Data Distribution Stopped - How to Restart?

I am doing resiliency tests. Two days ago I brought down 3 nodes and then added 3 nodes back in a batch. Both the removal and the addition ops worked fine. However, FDB got stuck when I repeated similar ops later.

Yesterday I brought down 4 nodes, and data were redistributed.The system was fine. Then today I added 4 nodes back in a batch using a script. Data distribution started. For about 25min, the new 4 nodes got about 10GB of increased disk usage. Then suddenly FDB stopped the data movement for the 4 new nodes. See charter below.

Other storage nodes have 210GB disk usage on average. The 4 new nodes only get 10GB, and DD has not moved data for last 4 hours.

What can cause this? How can I debug this situation? How to restart DD?

Thank you.

Leo

What version are you running?

There is one known issue where DD rebalancing stops making progress until it gets restarted. See https://github.com/apple/foundationdb/issues/1884.
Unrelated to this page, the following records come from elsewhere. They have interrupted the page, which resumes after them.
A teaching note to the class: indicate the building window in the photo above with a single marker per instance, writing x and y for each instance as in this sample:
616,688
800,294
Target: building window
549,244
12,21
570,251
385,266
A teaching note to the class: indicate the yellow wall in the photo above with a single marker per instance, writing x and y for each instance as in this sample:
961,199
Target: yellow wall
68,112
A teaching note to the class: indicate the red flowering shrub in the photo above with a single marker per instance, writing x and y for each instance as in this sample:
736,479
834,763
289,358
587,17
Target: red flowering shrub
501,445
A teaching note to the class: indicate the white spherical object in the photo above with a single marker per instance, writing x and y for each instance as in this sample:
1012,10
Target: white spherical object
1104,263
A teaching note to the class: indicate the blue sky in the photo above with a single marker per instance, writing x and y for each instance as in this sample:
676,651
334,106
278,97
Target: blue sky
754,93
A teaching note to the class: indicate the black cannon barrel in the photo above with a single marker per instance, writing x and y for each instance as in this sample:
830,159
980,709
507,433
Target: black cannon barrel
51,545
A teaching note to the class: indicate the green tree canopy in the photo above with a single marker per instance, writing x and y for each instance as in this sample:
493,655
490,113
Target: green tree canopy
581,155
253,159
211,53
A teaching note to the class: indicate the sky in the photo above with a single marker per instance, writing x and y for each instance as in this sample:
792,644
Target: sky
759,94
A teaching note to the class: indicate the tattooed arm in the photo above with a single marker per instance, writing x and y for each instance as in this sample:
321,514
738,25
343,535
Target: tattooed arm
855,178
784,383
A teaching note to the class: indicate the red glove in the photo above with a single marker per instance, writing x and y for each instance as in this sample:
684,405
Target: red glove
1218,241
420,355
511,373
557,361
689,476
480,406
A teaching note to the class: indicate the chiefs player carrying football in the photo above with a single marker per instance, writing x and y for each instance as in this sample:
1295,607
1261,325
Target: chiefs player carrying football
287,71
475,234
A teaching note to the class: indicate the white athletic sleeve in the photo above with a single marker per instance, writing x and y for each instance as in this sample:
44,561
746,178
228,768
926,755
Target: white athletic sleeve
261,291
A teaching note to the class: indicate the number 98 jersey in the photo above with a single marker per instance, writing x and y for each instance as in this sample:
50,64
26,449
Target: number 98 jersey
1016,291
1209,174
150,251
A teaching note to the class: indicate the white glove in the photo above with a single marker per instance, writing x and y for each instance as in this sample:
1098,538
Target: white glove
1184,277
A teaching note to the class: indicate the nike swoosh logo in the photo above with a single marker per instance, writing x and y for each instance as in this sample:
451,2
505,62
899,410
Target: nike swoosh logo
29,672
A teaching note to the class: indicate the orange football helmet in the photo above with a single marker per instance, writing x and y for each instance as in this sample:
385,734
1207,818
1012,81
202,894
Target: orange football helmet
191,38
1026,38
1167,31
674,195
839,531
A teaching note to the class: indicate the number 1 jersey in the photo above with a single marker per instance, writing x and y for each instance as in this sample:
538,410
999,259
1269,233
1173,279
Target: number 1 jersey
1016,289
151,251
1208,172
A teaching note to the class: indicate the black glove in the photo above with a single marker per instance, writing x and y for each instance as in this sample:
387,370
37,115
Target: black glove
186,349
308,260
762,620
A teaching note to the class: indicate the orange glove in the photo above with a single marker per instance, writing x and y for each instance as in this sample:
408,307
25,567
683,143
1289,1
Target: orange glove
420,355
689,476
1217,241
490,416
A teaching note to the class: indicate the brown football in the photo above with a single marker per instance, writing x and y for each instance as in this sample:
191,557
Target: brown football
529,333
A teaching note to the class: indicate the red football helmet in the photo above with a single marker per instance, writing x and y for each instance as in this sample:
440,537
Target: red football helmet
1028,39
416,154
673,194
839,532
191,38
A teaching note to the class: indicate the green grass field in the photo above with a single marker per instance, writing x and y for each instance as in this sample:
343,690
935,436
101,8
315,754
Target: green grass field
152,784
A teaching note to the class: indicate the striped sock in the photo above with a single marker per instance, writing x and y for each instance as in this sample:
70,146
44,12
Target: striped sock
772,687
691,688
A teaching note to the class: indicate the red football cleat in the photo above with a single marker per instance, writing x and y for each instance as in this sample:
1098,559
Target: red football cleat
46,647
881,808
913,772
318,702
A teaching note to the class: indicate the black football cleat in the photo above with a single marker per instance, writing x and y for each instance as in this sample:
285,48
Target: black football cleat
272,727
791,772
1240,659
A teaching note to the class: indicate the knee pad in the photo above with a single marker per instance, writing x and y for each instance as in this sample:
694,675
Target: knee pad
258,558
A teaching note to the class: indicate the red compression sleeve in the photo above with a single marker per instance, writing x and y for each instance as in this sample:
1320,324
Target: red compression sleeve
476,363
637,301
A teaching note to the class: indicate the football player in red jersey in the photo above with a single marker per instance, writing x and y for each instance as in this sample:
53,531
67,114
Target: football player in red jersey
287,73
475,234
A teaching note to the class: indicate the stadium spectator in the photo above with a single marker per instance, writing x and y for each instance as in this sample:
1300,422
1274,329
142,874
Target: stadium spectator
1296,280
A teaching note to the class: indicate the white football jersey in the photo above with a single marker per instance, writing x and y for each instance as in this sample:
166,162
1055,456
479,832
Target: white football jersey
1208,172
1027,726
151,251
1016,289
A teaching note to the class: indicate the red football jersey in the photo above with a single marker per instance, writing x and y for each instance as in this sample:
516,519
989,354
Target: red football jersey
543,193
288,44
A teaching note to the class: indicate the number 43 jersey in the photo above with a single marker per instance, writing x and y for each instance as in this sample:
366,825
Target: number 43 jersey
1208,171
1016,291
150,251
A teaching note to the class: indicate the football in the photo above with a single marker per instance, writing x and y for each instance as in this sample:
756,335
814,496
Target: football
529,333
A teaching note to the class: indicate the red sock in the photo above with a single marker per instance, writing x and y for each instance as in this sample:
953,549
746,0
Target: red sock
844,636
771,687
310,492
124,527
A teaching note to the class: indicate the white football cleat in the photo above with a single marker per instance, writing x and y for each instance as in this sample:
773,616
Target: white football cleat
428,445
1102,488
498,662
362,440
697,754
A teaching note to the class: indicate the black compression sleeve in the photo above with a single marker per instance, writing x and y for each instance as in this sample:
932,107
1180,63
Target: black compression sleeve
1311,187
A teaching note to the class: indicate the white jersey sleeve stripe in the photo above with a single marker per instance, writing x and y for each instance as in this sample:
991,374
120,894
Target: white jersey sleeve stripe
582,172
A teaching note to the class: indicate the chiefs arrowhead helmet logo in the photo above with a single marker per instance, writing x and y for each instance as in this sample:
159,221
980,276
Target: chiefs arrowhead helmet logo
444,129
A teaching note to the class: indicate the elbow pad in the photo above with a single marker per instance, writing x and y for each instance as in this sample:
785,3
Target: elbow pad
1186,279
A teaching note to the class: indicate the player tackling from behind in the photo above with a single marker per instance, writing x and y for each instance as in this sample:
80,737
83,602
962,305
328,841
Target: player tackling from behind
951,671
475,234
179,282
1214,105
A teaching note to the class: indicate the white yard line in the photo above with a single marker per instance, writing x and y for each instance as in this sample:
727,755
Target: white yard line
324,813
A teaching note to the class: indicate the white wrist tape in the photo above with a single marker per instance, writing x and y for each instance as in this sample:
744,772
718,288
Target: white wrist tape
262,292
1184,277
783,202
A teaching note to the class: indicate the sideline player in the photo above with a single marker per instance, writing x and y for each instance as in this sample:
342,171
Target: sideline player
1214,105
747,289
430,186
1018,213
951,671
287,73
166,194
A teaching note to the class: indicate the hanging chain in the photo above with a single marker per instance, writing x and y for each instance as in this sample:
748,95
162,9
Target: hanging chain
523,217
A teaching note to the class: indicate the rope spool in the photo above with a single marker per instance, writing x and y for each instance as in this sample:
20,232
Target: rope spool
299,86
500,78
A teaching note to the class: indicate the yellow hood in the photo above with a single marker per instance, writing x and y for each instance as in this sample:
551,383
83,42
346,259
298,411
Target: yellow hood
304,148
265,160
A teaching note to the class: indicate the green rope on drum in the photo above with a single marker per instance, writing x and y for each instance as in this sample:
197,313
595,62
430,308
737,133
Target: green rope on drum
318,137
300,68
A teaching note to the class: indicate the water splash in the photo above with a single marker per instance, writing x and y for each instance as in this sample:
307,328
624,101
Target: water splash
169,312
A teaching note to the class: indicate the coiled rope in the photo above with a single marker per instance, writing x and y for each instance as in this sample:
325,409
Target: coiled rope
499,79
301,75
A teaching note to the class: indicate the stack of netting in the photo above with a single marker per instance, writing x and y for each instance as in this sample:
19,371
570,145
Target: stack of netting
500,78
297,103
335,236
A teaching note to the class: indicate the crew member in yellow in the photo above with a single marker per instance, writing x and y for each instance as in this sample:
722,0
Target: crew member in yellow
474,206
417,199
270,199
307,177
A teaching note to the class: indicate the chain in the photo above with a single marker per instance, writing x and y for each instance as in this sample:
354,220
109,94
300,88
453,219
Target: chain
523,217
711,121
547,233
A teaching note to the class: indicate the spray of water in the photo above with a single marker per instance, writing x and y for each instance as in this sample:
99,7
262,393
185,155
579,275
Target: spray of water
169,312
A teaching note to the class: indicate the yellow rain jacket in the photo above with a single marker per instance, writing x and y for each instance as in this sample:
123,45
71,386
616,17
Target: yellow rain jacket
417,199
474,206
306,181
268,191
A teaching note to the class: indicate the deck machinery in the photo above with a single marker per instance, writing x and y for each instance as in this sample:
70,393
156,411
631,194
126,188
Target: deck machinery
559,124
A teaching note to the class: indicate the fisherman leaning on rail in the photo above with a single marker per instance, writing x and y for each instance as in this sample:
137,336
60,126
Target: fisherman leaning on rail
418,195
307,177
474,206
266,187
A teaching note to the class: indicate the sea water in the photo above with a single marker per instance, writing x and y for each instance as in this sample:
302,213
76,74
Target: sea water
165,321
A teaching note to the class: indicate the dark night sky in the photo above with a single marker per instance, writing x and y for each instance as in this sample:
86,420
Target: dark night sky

There are also various other fixes in 6.1 and the to-be-released 6.2 that could affect data balance.

My suggestion would be to first test whether restarting data distribution helps by restarting the process running the data distributor role, or if you are on an old version the process running the master role. If you wanted, you could also just restart every process in the cluster by executing something like kill; kill all; status in fdbcli.

Hopefully the result of restarting data distribution is that the cluster will make more progress towards being balanced, but if not then there may be another issue involved.

Hi AJ, we are using V6.0.15. I located the Master process and restarted it. I am happy to report it’s moving again!

I appreciate your prompt assistance. It’s a big help!

Leo

Oops, we encountered another issue with data distribution: unevenness among nodes.

I restarted DD at 15:45 yesterday, it went on and moved data for near 3 hours. t 18:45 Moving-data-in-flight was 0.

At 22:00 I saw DD stopped, but found the data distribution was still not even. I tried to restart DD multiple times, each time DD only moved a tiny bit and then stopped.

Jun and I noticed yesterday afternoon that the data distribution was not even among nodes, by calculating the disk usage percentage of each node. Last night he was able to construct a graph showing the historical data distribution evenness among nodes, out of our Prometheus metrics data depository.

He described the graph as follows:
“You can clearly see that after data loading, we have very uniform distribution. Then in the middle of the week, rebalancing is also pretty good. After that, it starts to getting worst and worst.”

It seems that data distribution unevenness worsened and fanned out as we removed and added nodes with our resilience tests.

Is this an issue with FDB v6.0.15 we are using? Has it been addressed and improved at a later version? Thanks.

Leo